眠ったのか、眠ってないのか、わからない狭間の中で、カーテンの隙間からわずかな光が漏れている事を確認し、始めたくない今日を迎えてしまったのに絶望していた。

重い体をベッドから起き上がらせて、リビングへ向かう。
リビングのテーブルの上には、光から貰ったネックレスとピンキーリングが置かれていた。
これは昨日、わたしがもうつけないと思いテーブルに置いた物だ。

乱雑に置かれているそれが、昨日の出来事を夢ではなかったと思い知らせる。

すぐに洗面所に行き、鏡の中に映る自分の姿を見つめる。

「うわー…ぶさいく…」

泣きすぎたせいだろうか。
二重の目が一重になっている。

誰かが言ってた事があるな、次の日目が腫れないように泣く時は目を擦らない事って。
でもそんな事さえ考える余裕がなく、昨日は子供のように泣きじゃくった。

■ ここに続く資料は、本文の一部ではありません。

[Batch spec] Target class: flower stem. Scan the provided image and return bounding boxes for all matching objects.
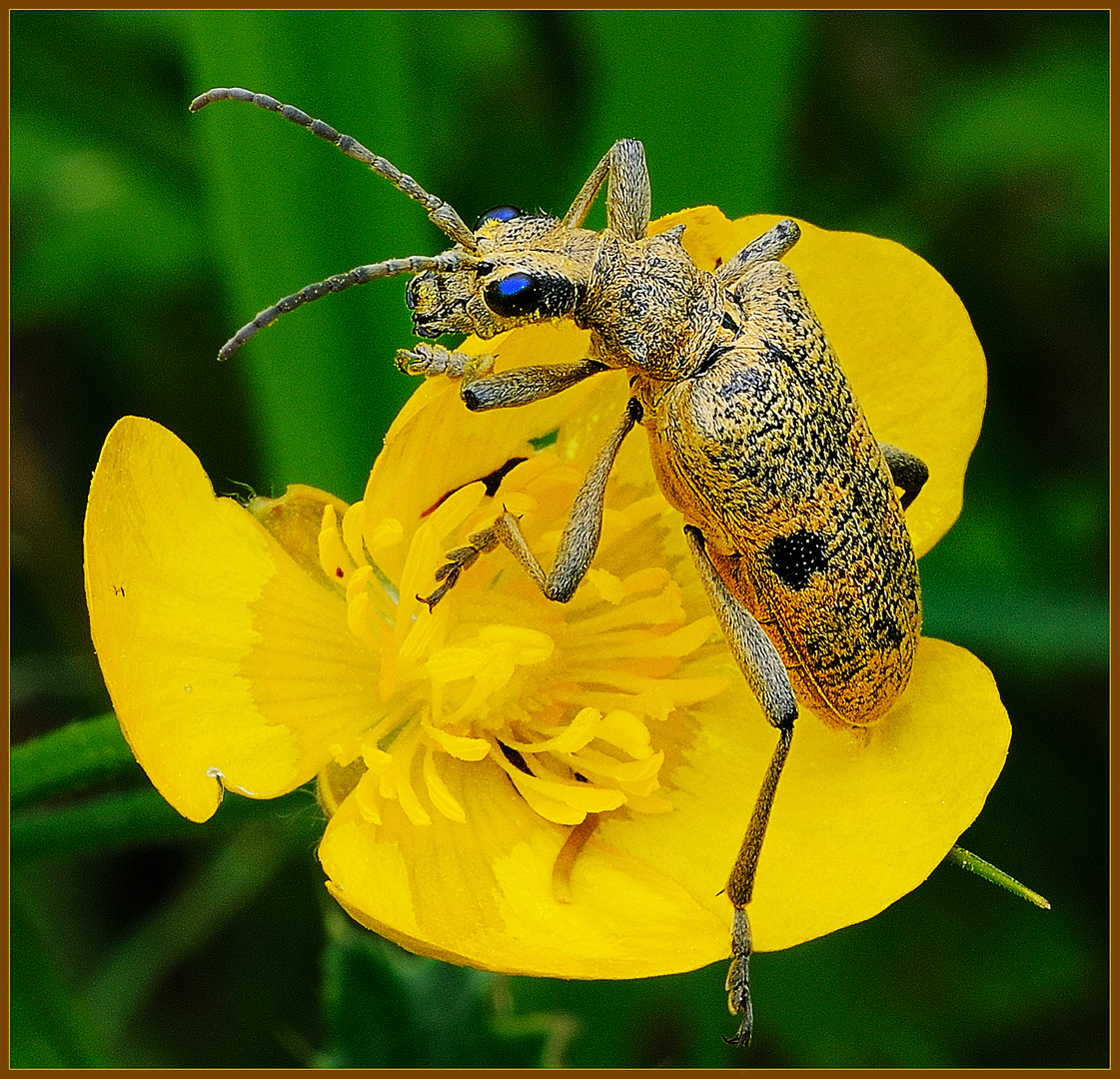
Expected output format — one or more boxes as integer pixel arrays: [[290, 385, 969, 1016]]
[[945, 847, 1050, 911]]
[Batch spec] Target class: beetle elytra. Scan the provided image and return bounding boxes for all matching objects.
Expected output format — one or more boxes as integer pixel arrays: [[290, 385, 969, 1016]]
[[191, 89, 927, 1044]]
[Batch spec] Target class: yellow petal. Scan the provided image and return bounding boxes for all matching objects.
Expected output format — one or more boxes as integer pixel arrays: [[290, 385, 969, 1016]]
[[85, 417, 377, 820]]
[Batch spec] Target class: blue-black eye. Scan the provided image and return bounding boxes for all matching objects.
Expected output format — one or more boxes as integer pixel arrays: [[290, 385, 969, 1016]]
[[475, 206, 526, 232], [484, 274, 541, 319]]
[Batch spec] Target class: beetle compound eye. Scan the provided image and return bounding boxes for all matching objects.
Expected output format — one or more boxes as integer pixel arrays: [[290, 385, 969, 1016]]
[[475, 206, 526, 232], [484, 274, 541, 319], [483, 270, 577, 319]]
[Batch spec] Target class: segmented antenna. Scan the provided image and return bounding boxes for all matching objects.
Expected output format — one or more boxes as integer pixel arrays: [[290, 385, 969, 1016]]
[[191, 86, 479, 360], [217, 251, 479, 360], [191, 86, 479, 251]]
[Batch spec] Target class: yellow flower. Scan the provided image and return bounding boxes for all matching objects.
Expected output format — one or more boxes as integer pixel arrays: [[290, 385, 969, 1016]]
[[86, 207, 1010, 978]]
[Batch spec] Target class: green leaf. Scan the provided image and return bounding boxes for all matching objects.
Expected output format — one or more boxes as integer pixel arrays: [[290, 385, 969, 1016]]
[[9, 715, 141, 810], [9, 889, 115, 1068], [319, 906, 574, 1068]]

こんなに涙は枯れない物なのか、というくらい泣いた。

そんな事を考えながら、鏡の自分と向き合っていると、片方の目から涙がほろりと落ちた。

…あんなに泣いたのに、もう泣けなくなるほど涙を流したなんて嘘だよ。何度考えても、何度あの場面を思い出しても、思い出した分涙はとめどなく溢れてくる。

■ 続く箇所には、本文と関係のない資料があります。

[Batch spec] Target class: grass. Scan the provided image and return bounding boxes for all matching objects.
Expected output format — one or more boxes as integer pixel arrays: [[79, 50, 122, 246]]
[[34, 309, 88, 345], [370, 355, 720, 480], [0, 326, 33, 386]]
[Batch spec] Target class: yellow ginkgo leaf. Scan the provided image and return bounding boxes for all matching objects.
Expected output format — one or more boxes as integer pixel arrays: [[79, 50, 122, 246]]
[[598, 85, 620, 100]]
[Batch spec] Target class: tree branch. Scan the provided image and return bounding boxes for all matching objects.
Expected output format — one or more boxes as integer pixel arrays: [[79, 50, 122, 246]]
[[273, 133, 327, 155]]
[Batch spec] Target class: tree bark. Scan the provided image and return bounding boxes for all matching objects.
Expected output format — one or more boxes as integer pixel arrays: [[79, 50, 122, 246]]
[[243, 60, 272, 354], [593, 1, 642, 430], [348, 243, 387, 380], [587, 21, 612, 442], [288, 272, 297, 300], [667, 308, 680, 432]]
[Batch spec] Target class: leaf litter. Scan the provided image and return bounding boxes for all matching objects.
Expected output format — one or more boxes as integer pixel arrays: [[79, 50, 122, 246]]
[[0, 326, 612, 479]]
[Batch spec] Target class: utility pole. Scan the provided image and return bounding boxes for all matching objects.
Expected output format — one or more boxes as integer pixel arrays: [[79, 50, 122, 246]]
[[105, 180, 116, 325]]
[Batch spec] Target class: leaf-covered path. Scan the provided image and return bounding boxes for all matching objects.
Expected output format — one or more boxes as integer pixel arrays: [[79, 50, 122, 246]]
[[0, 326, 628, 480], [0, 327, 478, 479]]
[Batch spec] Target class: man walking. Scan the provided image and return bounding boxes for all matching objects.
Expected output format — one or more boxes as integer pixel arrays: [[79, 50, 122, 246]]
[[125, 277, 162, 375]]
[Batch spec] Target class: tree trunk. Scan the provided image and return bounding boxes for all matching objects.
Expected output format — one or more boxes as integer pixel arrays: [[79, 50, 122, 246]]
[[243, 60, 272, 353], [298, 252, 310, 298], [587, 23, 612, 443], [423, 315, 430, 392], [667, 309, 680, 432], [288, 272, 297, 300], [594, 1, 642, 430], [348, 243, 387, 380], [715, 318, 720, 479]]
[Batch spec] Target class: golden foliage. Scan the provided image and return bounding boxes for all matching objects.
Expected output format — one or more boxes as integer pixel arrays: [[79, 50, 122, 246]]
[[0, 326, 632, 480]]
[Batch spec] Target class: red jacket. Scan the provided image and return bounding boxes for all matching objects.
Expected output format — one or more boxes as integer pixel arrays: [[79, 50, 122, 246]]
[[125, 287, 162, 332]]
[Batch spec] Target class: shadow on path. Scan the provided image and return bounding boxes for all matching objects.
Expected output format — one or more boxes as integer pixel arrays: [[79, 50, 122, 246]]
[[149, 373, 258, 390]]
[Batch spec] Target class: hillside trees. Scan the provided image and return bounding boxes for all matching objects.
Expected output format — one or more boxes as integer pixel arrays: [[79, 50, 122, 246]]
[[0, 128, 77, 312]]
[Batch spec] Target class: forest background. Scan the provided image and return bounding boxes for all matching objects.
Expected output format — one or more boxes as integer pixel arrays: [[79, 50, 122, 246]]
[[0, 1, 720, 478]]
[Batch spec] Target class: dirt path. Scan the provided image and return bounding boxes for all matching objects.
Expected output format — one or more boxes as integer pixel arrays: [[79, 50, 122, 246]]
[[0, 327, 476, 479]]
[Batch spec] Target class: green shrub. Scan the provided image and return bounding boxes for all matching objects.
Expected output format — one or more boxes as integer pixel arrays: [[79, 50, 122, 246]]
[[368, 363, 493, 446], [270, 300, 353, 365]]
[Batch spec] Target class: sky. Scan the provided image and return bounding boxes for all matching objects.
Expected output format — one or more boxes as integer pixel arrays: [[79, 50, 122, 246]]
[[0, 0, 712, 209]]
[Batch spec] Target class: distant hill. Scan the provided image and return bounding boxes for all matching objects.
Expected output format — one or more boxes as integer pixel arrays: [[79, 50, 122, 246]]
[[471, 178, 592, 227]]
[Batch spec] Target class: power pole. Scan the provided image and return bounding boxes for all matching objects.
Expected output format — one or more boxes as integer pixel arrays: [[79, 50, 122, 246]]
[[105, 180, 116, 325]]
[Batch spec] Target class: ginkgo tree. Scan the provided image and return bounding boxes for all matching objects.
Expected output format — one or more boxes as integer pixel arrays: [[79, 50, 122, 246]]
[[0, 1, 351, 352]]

今まで我慢していた分が吐き出されるがごとく、ぼろぼろと両方の目から涙が零れ落ちた。

目からあふれ出る涙を拭うのさえ、もう疲れた。
顔を洗って、力無くソファーに転がり込み、そのまま携帯を手にした。
時刻はまだ午前。12時前。少ししか寝ていなかった事を知り、その後着ていた電話とラインを確認する。